Exploring Final Fantasy 16’s action battle system with producer Naoki Yoshida

When Clive Rosfield hits the battlefield in the latest Final Fantasy 16 Dominance trailer (opens in new tab), a barrage of attacks explode onto the screen. It’s a spectacle, with the protagonist propelling up into the air with an enemy and swiftly inflicting damage thanks to the wind elemental powers of Geruda. Shortly before, another array of attacks casts fire-infused blows at foes by channelling the powers of the Phoenix summon. Final Fantasy 16’s combat looks fast, frenetic, and undoubtedly action-packed, with Clive responding in real-time to the player’s inputs – making use of a host of different swappable Eikon abilities. Our first proper look at the combat in Final Fantasy 16 highlighted a marked deviation from the classic turn-based and command-based combat of older games in the series. 

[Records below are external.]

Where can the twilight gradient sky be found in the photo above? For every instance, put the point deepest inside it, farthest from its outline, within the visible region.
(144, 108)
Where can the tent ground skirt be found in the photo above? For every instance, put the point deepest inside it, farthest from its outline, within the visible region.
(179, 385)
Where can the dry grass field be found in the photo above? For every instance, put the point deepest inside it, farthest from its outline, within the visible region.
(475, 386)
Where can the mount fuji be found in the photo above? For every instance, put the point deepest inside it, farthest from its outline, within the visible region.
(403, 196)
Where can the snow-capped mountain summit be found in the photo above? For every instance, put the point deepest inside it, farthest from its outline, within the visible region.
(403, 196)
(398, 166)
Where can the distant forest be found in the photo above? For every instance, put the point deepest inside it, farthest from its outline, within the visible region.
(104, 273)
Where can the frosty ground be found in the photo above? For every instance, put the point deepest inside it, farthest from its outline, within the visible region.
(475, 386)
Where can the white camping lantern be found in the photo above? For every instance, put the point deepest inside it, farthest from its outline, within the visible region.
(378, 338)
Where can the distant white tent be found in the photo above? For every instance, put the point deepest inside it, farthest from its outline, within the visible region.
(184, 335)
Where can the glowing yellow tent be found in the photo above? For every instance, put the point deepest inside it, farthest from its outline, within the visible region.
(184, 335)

Developer Square Enix knows this shift will split opinion but, as producer Naoki Yoshida tells me, appealing to every fan that the Final Fantasy series has picked over the last 35 years is effectively impossible. “Everyone has a different opinion, and that means that everyone has an idea of what they think is best for the series,” says Yoshida-san. “And because we have so many ideas of what Final Fantasy should be, and what the fans want a Final Fantasy to be, if you try to put all those together, I mean… some of them are extreme opposites! And so it’s impossible to put together what every single fan wants into a single Final Fantasy game.” 

New generation

(Image credit: Square Enix)

Final Fantasy 16 is set to transport us to Valisthea in 2023. It’s a world teetering on the precipice of war, as six factions begin to wrestle for control over Mothercrystals and the divine power that they provide the realms. From what we’ve seen of Valisthea so far, it looks like classic Final Fantasy – sprawling environments, gorgeous architecture, and beautiful skyboxes. This familiar-feeling world stands in contrast to what we’ve seen of the combat, with Clive Rosfield wielding a combination of melee-based sword attacks and magical abilities in real-time with relative ease. 

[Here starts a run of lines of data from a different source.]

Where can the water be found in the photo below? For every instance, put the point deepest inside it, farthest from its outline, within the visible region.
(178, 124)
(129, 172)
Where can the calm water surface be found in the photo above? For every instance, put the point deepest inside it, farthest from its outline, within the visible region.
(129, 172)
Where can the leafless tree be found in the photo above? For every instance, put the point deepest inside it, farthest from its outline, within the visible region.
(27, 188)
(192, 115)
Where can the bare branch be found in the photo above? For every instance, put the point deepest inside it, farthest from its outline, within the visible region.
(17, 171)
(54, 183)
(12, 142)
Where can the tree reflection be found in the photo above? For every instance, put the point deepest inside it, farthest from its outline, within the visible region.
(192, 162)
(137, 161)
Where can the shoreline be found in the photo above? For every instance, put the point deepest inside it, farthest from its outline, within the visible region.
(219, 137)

This merging between old and new is at the heart of Final Fantasy 16. As Yoshida-san acknowledges, everyone will have their favorite game in the series, and feel differently about the various battle systems as a result, but he’s also keen to point that there are plenty of younger players out there who may “have the idea that it’s just one of those older series” that may not appeal to them. 

Final Fantasy 16 PS5 screenshot

(Image credit: Square Enix)

That, Yoshida-san explains, is why developer Creative Business Unit 3 has tried to “go back to the series’ roots” in terms of Final Fantasy 16’s world building and tone – a more “classic fantasy feel” – while trying to drive modern sensibilities through the action. He adds that his team is “focusing on creating a setting reminiscent of the original Final Fantasy games, but then adding to this that real-time action that’s more reminiscent of modern games.”